Ancora una volta le distorsioni hanno penalizzato l’anello più debole della filiera, gli agricoltori, aggravando così la crisi del comparto che nel periodo 2006-2022, in regione, ha visto ridurre del 35% le superfici frutticole coltivate.

La crisi frutticola italiana è generata da molteplici fattori inclusa la scarsa competitività del nostro sistema. Servono strumenti per difendere le produzioni in campo, nuove varietà più resistenti agli effetti del cambiamento climatico e una difesa fitosanitaria adeguata, che sia comunque portata avanti nel pieno rispetto dei nuovi paradigmi ecologici.
Dobbiamo muoverci per contenere le minacce che incombono sulle nostre produzioni (vecchi e nuovi patogeni/parassiti o eventi climatici estremi). Sono indispensabili investimenti in ricerca e l’impegno a trasferire alle aziende agricole le conoscenze acquisite, ma occorre anche intervenire con urgenza sulla regolamentazione delle importazioni soprattutto nei periodi di raccolta dei vari prodotti frutticoli. Del resto non possiamo fare a meno dell’ortofrutta, una sana alimentazione ne richiede l’assunzione giornaliera. E se arriva dalle nostre filiere produttive ancora meglio, fa bene all’ambiente oltre che alla salute.
Adesso abbiamo davanti due sfide: garantire all’agricoltore un prezzo che sia congruo e al consumatore un’offerta di qualità. Quindi, in un contesto così delicato, non dobbiamo disperdere energie e risorse in campagne pubblicitarie dispendiose e poco efficaci. Ci sono nodi che vanno risolti: l’eccesso di burocrazia appesantito dalle certificazioni richieste, l’entrata di giovani imprenditori nel settore e le debolezze del passaggio generazionale, la carenza di manodopera e l’incrocio della domanda-offerta che non funziona.
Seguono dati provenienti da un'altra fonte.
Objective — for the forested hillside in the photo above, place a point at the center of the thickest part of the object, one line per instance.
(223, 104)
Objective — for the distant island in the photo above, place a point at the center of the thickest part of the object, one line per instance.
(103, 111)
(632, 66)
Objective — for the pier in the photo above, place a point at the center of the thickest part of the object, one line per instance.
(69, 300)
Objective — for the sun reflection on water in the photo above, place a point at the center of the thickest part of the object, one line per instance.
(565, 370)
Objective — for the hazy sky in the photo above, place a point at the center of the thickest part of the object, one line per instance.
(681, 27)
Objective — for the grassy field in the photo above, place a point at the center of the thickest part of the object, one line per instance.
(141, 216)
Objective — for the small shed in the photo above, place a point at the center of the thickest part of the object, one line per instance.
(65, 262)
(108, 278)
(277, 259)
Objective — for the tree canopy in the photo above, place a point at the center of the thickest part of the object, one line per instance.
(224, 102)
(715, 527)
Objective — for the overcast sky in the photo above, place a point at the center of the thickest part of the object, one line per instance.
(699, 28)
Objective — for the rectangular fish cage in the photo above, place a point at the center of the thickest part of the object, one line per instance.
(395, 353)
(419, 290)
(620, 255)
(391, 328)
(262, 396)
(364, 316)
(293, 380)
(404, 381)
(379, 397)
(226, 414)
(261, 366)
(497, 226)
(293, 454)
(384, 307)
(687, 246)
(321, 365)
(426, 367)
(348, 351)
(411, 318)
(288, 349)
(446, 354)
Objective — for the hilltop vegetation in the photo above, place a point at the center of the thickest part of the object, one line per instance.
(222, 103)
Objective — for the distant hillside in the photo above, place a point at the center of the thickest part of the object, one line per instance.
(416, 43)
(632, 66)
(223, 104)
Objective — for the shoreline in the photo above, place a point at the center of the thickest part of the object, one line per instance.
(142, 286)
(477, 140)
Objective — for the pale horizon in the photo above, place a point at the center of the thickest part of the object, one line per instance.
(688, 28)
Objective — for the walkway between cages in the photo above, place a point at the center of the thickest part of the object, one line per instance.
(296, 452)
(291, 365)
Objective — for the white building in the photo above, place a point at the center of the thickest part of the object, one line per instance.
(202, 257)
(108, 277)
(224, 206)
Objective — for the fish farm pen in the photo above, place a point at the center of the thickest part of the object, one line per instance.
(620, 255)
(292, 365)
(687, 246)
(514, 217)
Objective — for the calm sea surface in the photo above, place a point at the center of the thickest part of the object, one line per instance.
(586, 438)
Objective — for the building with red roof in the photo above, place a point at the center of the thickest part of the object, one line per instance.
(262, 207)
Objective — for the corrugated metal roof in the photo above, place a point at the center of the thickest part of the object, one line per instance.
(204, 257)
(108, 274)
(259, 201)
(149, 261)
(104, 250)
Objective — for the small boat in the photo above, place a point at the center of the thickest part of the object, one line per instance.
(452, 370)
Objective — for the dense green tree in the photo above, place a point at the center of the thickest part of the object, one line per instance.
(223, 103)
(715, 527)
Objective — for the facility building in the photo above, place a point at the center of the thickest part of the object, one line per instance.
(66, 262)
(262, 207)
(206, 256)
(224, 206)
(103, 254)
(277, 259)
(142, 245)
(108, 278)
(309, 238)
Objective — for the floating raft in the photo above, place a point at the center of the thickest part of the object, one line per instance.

Anche se salutiamo con favore l’utilizzo della robotica nel frutteto, il lavoro dell’uomo resta insostituibile. Bisogna favorire l’ingresso di lavoratori dai Paesi extra-UE, ampliare le quote e allungare i tempi di permanenza degli immigrati stranieri o concedere loro la possibilità di ritornare successivamente qui per essere assunti nella stessa azienda, con una proceìdura snella e semplificata. Bisogna soprattutto agire sul cuneo fiscale per alleggerire il costo del lavoro a carico delle imprese.
Eppoi ciò che più conta, è far capire al consumatore il valore del frutto Made in Italy, portando sul banco del supermercato un prodotto che abbia le migliori caratteristiche qualitative e attitudine alla conservazione. Occorre senso di responsabilità e impegno da parte dei vari componenti della filiera. Dalle istituzioni ci attendiamo regole applicabili e non astruse, fermo restando l’esigenza di tutela della salubrità del prodotto. Al commercio al dettaglio, invece, chiediamo una maggiore cura nell’esposizione del prodotto.
Concludo con una riflessione su tutte: tra prezzi alla produzione e al consumo continua ad esserci un divario intollerabile che neppure la recente normativa sulle pratiche sleali ha scalfito.